Wednesday, March 7, 2012

Do Feds' Free Rides make Metro Worse?

From Richard:
The party line is that Metro doesn't have a dedicated source of funding, and that's why it's so bad. I say this argument is mostly bunk.

Forty percent of the riders, or so goes the conventional wisdom, are feds. Until recently, they rode completely for free (and probably took a lot of personal trips for free) thanks to a super hefty $230 monthly transit benefit. With the return of the transit benefit to $125 per month, many of them will now have to fork over a little for their daily commutes. But still, even with the fare hikes, Metro will likely be way cheaper than any other way to commute--for them, not me.

So 40 percent of the ridership will probably ride without Metro lifting a finger to provide a service worth paying for.

I can hear the internal monologue these riders have: "Yeah Metro sucks, but it's free."

Can we lower expectations any more?
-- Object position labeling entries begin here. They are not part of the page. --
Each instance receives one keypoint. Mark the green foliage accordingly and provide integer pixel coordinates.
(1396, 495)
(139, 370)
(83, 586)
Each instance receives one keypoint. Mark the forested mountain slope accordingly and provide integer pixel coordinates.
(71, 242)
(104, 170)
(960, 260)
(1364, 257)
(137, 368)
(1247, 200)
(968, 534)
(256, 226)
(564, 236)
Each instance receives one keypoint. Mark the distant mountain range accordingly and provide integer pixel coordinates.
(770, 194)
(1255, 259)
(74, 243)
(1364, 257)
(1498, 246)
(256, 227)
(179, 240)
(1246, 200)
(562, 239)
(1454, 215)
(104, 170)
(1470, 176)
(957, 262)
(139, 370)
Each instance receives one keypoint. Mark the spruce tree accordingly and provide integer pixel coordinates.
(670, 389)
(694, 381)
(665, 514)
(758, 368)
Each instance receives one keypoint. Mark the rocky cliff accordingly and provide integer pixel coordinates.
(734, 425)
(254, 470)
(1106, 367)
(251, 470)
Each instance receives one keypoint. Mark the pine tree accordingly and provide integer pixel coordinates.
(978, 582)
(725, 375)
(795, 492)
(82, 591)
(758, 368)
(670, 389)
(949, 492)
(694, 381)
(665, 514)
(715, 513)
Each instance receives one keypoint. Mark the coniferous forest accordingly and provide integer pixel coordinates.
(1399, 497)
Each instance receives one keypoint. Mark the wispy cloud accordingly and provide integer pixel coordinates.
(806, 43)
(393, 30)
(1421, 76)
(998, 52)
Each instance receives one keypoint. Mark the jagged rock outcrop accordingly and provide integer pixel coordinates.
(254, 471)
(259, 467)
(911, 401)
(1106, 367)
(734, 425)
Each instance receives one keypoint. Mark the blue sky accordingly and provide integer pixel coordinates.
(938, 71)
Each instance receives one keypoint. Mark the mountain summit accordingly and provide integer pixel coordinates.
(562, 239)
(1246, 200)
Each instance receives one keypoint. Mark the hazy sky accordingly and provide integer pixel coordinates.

In that kind of a model, what incentive is there for Metro to improve and attract new riders or retain the feds it currently has?

I'm convinced this is why Metro has this huge PR apparatus to placate the low bar feds with a bunch of cockamamie stats about spending on this, that and the other, mystery shoppers, charts, bogus reports, public hearings, Metroforward schemes and all the other associated Metro BS accoutrements.

Am I totally off here?

Full disclosure: I voted with my wallet and said goodbye to Metro some time ago. Now, through a combination of carpooling, telecommuting, and the occasional solo drive, I barely have to hand over one dime of my heard-earned money to Metro.

I'm interested if there are other people out there who have cut back or eliminated Metro from their lives.

I'd like to support mass transit in the DC area, but Metro? Nah.